Quels risques les Belges consentent-ils encore à courir avec leur épargne et leurs investissements? Répondre à cette question est très difficile.

On dispose par exemple de chiffres sur les investissements dans les fonds, mais comme les investisseurs peuvent aussi opter pour des fonds très conservateurs, ces montants sont peu significatifs de leur appétit pour le risque. Paul De Grauwe, professeur à la London School of Economics, ne pense cependant pas qu’il existe une aversion au risque typiquement belge: “On observe ces réticences ailleurs. Ce qui s’est passé durant la crise financière n’y est pas étranger: de nombreuses personnes ont perdu beaucoup d’argent à l’époque. La crise reste gravée dans les mémoires et influence le comportement de tout un chacun.”

Les pouvoirs publics n’ont pas vocation à expliquer aux citoyens qu’ils doivent investir davantage en actions, estime Paul De Grauwe. “Qui, au gouvernement, peut se targuer de pouvoir dire ce qui est bon en termes de diversification et de penchant pour le risque, et ce qui ne l’est pas? Les pouvoirs publics doivent rester neutres dans leur fiscalité, donc éviter de promouvoir l’une ou l’autre forme d’investissement, comme c’est aujourd’hui le cas avec les comptes d’épargne.” Des avoirs d’épargne importants reflètent également un manque de confiance dans l’avenir, analyse-t-il.
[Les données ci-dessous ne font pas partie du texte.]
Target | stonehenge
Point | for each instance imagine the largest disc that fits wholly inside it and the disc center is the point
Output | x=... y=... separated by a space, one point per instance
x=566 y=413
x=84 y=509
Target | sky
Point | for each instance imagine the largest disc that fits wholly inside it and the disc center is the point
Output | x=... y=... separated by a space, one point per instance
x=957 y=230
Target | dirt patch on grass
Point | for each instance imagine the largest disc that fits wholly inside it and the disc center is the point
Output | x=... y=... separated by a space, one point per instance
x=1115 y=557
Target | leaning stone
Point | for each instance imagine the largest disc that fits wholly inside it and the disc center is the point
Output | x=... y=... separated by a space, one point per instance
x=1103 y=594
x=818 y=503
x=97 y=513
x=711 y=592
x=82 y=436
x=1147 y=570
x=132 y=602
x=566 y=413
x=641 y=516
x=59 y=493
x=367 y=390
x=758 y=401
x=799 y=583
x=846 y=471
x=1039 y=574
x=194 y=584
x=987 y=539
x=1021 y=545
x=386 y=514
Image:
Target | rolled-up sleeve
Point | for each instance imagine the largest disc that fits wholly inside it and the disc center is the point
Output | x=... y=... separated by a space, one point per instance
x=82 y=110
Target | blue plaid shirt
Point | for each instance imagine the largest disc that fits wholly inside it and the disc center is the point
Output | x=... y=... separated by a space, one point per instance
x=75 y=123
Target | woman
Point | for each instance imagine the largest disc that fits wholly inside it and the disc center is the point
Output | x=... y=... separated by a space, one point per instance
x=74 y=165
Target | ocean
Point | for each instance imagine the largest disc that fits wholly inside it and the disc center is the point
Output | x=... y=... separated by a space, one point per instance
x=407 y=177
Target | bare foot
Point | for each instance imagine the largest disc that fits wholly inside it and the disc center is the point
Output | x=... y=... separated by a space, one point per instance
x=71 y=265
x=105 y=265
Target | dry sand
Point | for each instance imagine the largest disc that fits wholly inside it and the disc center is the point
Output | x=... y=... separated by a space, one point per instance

“On note un conservatisme similaire du côté des entreprises qui doivent investir. Le gouvernement ne peut pas ‘activer’ cette dimension d’un coup de baguette magique. Cela doit venir de la demande de nouveaux projets d’investissement; la situation se résoudra alors d’elle-même.” L’État n’est pas impuissant, précise encore Paul De Grauwe.

“Aujourd’hui, tout le monde anticipe et évite les risques. Si les gouvernements pouvaient investir davantage eux-mêmes, ils stimuleraient les investisseurs privés à les suivre sur cette voie. Or, ils le font encore trop peu, parce que l’Europe interdit de financer des investissements publics par des émissions obligataires. Pourtant, les États pourraient emprunter presque gratuitement aujourd’hui. Et l’on continue ainsi à se contenter de bricolages.”